A Michigan sheriff who shared a stage with armed vigilantes at a May 18 protest event, one of whom was arrested by the FBI for plotting to kidnap and possibly kill the governors of Michigan and Virginia, told a radio station on Thursday, October 8, 2020, that he had “no regrets” about associating with the man and made the incredible suggestion that they had a right to “arrest” the governor:

“Because a lot of people are angry with the governor, and they want her arrested. So are they trying to arrest or was it a kidnap attempt? Because you can still in Michigan if it’s a felony, make a felony arrest,” Leaf said. “I think it’s MCL 764.4, 764.5 somewhere on there [MCL 764.16] and it doesn’t say if you are an elected office that you’re exempt from that arrest. I have to look at it from that angle and I’m hoping that’s more what it is …,” Leaf added.

Read story here. Leaf has also claimed the governor’s Covid-19 lockdown orders were illegal “arrests.” Read that story here.
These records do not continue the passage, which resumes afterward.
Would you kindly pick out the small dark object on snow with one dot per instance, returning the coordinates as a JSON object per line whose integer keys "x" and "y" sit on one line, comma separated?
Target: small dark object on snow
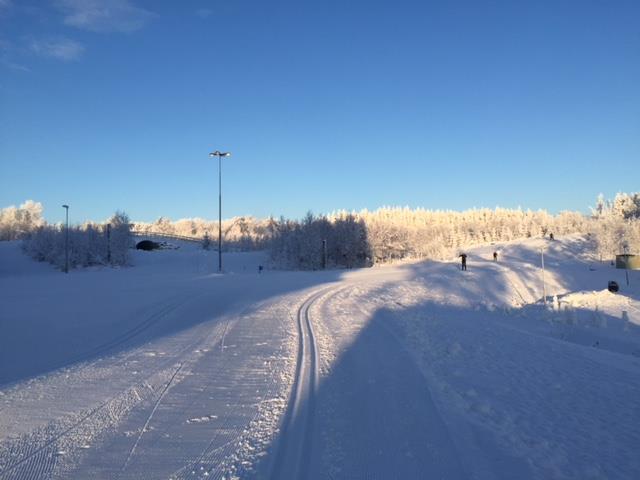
{"x": 147, "y": 245}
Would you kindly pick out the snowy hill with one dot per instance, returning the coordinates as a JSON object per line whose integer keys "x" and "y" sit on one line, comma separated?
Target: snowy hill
{"x": 170, "y": 370}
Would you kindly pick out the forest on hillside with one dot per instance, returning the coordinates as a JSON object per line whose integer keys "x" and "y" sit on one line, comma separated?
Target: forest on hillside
{"x": 339, "y": 239}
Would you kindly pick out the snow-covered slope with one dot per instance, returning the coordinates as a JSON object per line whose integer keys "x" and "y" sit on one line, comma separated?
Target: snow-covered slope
{"x": 169, "y": 370}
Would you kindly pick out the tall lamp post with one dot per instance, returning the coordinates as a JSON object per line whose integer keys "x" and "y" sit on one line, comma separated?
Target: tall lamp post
{"x": 66, "y": 240}
{"x": 219, "y": 155}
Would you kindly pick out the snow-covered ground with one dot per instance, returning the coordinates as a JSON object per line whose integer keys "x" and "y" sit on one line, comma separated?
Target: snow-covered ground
{"x": 170, "y": 370}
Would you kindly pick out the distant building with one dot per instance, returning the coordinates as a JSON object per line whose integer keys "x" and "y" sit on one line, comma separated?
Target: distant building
{"x": 632, "y": 262}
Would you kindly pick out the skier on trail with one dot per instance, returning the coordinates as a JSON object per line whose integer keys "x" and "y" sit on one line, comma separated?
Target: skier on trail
{"x": 463, "y": 256}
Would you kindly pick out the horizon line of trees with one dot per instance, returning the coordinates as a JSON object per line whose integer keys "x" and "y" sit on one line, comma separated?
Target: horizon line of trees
{"x": 349, "y": 239}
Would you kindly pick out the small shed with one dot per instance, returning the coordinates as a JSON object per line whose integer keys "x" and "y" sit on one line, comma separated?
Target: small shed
{"x": 632, "y": 262}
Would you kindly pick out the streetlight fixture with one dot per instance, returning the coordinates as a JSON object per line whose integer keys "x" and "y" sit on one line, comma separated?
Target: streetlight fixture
{"x": 66, "y": 240}
{"x": 219, "y": 154}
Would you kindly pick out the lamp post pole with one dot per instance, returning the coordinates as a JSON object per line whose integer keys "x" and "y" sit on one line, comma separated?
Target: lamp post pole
{"x": 544, "y": 285}
{"x": 219, "y": 155}
{"x": 66, "y": 239}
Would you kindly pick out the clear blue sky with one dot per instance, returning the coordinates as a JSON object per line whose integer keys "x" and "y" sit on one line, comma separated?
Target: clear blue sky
{"x": 114, "y": 104}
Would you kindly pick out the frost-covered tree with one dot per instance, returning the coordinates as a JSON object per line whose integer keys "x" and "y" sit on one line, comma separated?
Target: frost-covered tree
{"x": 17, "y": 222}
{"x": 89, "y": 244}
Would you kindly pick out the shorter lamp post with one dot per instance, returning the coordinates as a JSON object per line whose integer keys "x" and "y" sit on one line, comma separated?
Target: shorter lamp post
{"x": 219, "y": 154}
{"x": 66, "y": 240}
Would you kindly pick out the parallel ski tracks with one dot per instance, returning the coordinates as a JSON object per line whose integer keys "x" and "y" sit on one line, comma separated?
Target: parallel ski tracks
{"x": 295, "y": 445}
{"x": 38, "y": 461}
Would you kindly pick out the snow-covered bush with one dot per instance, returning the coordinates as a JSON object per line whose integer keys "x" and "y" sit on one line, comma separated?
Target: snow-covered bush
{"x": 17, "y": 222}
{"x": 238, "y": 233}
{"x": 89, "y": 244}
{"x": 616, "y": 225}
{"x": 318, "y": 242}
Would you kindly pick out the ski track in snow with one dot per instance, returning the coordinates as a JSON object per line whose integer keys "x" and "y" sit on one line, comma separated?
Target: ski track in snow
{"x": 413, "y": 371}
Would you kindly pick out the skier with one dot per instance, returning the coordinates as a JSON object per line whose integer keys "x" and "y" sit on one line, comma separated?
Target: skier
{"x": 463, "y": 256}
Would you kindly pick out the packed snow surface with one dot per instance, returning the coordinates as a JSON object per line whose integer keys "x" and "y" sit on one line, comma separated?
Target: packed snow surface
{"x": 167, "y": 369}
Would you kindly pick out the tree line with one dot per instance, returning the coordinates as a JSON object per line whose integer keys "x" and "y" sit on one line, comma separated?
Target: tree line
{"x": 340, "y": 239}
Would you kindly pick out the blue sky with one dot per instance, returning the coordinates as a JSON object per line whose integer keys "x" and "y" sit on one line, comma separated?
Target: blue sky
{"x": 114, "y": 104}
Although the Michigan Supreme Court overturned some of Gov. Whitmer’s health orders, that doesn’t mean she committed a crime by issuing them. The dispute over her authority to issue the orders was a civil matter.

Michigan, like other states, does have a law, MCL 764.16, which authorizes citizens’ arrests in certain circumstances:

764.16 Arrest by private person; situations.

Sec. 16.

   A private person may make an arrest—in the following situations:
  (a) For a felony committed in the private person’s presence.
  (b) If the person to be arrested has committed a felony although not in the private person’s presence.
  (c) If the private person is summoned by a peace officer to assist the officer in making an arrest.
  (d) If the private person is a merchant, an agent of a merchant, an employee of a merchant, or an independent contractor providing security for a merchant of a store and has reasonable cause to believe that the person to be arrested has violated section 356c or 356d of the Michigan penal code, Act No. 328 of the Public Acts of 1931, being sections 750.356c and 750.356d of the Michigan Compiled Laws, in that store, regardless of whether the violation was committed in the presence of the private person.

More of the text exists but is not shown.